Boeing confirmed earlier in July that it had started producing MAX 10s on a new factory line in Seattle as the manufacturer works toward FAA certification for the narrowbody, according to Flight Global.
Certification of the MAX 10 has faced repeated delays, and United has previously converted part of its MAX 10 order to the smaller MAX 9 to manage shifting delivery timelines.

Cabin Upgrades Across the Fleet
United reaffirmed its plan to install SpaceX’s Starlink satellite Wi-Fi on 1,000 aircraft by the end of the year. Starlink is now installed on 450 aircraft, including United’s first widebody installation.
“As fast as Starlink can produce the antennas for us, we’re going to get them on the airplane,” chief executive Scott Kirby said.
He added that faster connectivity for premium customers should drive “big share gains” for the airline. United said it remains on track to bring Starlink to its whole fleet by the end of 2027.
Additional refresh work is also under way, including more premium seats, upgraded seatback entertainment screens and larger overhead bins. United said these changes should support higher margins across the fleet.

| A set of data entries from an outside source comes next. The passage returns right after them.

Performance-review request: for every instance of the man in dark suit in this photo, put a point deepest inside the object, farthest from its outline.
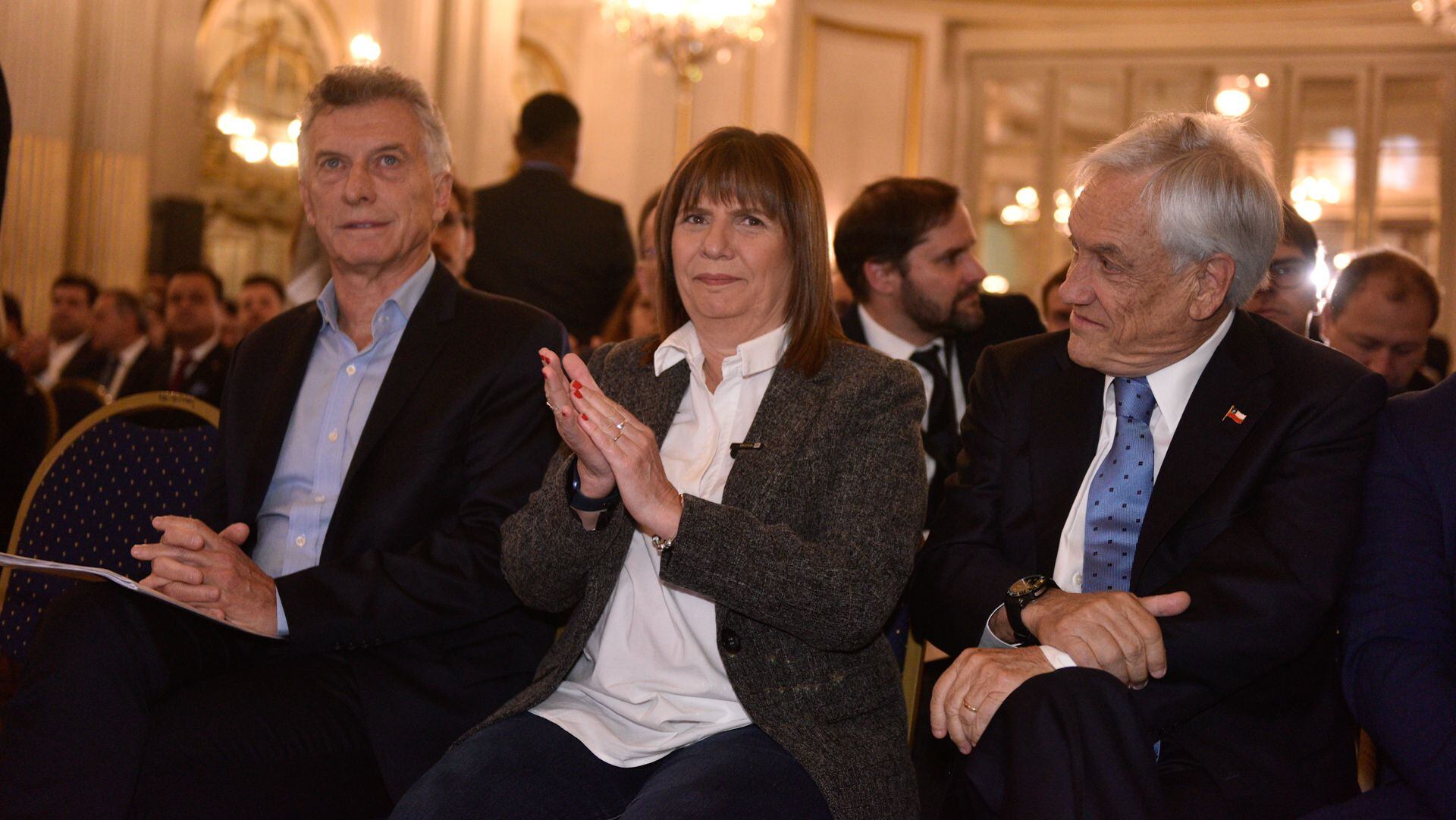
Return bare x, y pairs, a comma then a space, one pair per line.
1165, 500
1381, 313
906, 250
1401, 612
541, 239
372, 446
120, 332
66, 350
194, 316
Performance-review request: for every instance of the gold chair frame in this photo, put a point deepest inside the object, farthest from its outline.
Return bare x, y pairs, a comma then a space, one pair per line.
140, 402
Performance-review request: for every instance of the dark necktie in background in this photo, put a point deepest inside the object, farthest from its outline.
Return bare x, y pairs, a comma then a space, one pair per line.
941, 436
1117, 498
109, 372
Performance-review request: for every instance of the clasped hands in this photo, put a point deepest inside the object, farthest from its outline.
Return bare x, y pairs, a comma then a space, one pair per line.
613, 449
1116, 633
210, 573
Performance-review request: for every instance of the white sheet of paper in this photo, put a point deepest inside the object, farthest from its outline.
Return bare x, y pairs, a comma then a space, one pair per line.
102, 574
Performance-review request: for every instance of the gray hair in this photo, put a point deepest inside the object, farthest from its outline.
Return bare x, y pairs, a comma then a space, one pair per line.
1210, 190
360, 85
130, 305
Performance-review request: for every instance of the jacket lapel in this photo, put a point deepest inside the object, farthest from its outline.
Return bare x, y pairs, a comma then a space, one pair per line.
424, 335
277, 400
1066, 416
1235, 378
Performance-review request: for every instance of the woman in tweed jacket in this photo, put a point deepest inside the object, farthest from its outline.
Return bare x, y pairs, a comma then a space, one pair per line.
730, 522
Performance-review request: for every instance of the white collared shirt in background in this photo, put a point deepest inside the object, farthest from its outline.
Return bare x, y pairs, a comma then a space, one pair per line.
199, 354
61, 354
894, 347
650, 679
124, 360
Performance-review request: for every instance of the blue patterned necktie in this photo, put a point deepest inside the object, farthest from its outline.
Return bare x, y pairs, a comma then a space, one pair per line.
1120, 492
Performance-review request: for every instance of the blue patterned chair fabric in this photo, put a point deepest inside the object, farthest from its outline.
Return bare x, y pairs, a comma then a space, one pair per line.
95, 503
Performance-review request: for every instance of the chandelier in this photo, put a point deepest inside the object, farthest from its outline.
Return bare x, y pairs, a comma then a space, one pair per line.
1440, 14
686, 33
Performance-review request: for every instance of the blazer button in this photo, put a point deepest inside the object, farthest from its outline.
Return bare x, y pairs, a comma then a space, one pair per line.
730, 642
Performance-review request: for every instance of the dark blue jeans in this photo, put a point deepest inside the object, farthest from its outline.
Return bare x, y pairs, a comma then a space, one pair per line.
528, 768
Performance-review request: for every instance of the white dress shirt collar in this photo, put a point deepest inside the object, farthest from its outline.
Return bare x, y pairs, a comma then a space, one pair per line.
1172, 386
887, 343
130, 353
199, 353
752, 357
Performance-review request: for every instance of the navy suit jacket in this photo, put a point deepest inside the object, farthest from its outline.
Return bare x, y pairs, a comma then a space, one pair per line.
1009, 316
408, 590
1401, 605
1254, 520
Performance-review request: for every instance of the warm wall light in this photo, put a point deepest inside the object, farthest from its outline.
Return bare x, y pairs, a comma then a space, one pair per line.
1232, 102
284, 155
251, 149
364, 49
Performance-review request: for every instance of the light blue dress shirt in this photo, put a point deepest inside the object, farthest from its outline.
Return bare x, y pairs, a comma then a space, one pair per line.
334, 402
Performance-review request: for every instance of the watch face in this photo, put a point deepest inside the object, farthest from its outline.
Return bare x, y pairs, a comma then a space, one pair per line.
1027, 586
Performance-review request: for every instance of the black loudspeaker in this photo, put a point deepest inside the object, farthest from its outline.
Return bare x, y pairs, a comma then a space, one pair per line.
177, 235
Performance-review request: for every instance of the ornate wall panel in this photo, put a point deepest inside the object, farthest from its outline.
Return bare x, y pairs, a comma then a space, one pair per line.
861, 104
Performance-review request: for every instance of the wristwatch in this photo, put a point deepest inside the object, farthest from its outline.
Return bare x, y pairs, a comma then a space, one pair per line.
587, 504
1018, 598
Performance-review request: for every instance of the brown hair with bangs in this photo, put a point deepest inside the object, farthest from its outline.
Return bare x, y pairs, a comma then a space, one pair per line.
770, 174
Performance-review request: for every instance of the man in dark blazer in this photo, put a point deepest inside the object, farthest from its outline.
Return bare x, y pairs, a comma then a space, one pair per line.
120, 332
1400, 620
544, 240
372, 446
906, 250
1165, 500
197, 357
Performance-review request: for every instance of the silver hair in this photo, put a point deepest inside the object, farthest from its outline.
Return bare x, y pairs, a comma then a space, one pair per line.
360, 85
1209, 193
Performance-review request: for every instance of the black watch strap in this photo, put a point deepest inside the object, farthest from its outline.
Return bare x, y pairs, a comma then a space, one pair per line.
587, 504
1018, 627
1018, 598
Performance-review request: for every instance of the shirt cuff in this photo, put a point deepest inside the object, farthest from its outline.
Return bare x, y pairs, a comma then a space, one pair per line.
989, 639
283, 619
1057, 658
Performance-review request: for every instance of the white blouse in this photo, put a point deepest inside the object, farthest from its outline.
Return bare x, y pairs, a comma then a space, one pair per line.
650, 679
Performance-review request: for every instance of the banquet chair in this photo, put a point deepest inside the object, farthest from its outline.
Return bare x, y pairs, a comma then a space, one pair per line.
95, 495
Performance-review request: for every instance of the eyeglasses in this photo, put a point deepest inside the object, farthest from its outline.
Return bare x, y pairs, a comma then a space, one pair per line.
1289, 274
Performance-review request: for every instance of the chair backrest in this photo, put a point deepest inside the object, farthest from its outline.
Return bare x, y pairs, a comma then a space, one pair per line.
76, 400
95, 495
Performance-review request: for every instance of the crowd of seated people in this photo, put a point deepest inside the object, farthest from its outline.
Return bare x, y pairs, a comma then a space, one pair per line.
1177, 542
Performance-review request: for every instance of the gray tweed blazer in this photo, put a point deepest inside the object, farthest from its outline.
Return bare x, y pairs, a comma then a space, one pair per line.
805, 557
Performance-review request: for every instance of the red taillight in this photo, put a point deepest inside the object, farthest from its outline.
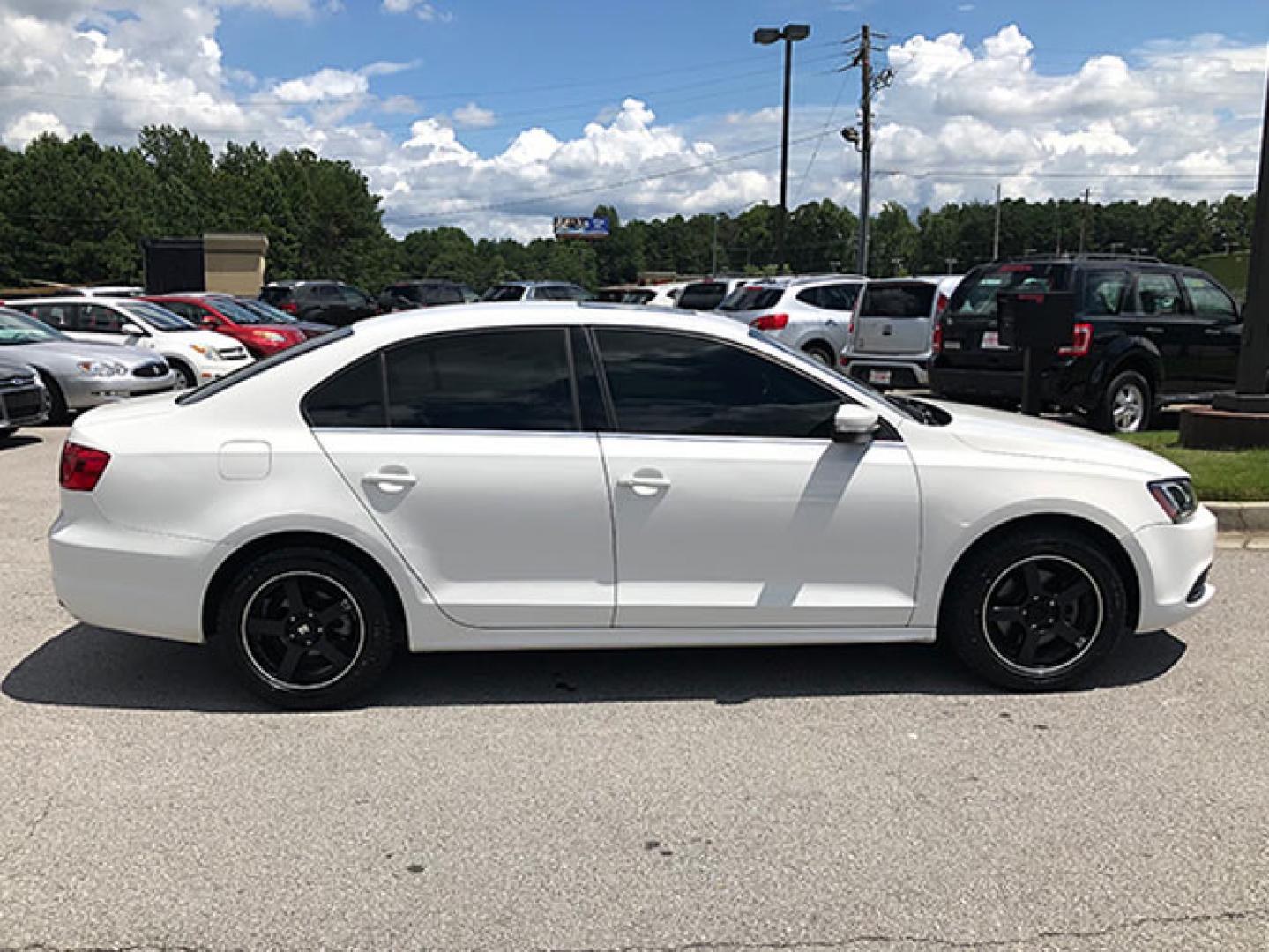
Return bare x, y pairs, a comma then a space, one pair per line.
1081, 340
81, 466
771, 322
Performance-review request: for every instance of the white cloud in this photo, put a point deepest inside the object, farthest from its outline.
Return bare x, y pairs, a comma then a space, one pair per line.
474, 117
422, 9
959, 117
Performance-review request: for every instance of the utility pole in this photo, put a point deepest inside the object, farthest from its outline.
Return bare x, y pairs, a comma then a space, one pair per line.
995, 236
791, 34
870, 83
1084, 219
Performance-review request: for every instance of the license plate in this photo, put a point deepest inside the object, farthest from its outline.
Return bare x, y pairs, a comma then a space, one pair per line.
991, 341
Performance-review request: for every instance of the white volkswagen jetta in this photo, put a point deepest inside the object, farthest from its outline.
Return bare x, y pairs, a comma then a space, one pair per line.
564, 476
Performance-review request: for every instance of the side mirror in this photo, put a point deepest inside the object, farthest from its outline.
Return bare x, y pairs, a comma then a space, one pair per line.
855, 424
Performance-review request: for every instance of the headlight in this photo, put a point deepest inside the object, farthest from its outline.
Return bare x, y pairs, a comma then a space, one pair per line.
1176, 497
101, 368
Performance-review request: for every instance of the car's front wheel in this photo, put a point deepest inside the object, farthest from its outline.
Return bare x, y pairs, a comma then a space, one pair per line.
1126, 405
1035, 610
306, 629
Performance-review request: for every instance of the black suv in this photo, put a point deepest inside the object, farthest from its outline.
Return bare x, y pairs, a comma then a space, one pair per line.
1146, 335
407, 295
326, 301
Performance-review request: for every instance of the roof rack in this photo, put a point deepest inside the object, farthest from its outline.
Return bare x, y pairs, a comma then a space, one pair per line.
1083, 257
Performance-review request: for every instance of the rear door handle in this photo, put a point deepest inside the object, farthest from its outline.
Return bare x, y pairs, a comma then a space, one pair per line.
645, 482
392, 480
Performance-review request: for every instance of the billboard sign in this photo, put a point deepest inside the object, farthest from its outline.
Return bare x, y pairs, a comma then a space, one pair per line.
580, 227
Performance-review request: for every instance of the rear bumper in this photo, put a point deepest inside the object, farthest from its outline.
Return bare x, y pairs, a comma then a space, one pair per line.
904, 372
1058, 387
129, 581
1171, 568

Strong Quarter Despite a Rising Fuel Bill
The fleet plan was announced alongside strong second-quarter results. United reported total operating revenue of $17.7 billion, up 16% year-over-year, with net income of $805 million and adjusted earnings of $1.99 per share, near the top of its guidance.
The figures beat Wall Street expectations, though the stock fell in after-hours trading on concerns over rising fuel costs.
United raised its full-year 2026 adjusted earnings guidance to between $9.00 and $11.00 per share, despite a nearly $6 billion increase in anticipated fuel costs.
The airline spent $5.1 billion on aircraft fuel during the quarter, an 84% increase over the prior year. Growth was broad-based, with premium revenue up 16%, Basic Economy and loyalty each up 11%, and cargo up 23%.

Margin Goals Depend on Industry Shifts
Kirby said reaching United’s target margins in the “mid-teens” will require “more structural changes in the industry.”
He noted that some competitors will lose money this year because of sharply higher fuel costs.
“They have an awful lot of flying that loses money on an individual route basis. One way or another, that gets resolved over time,” Kirby said.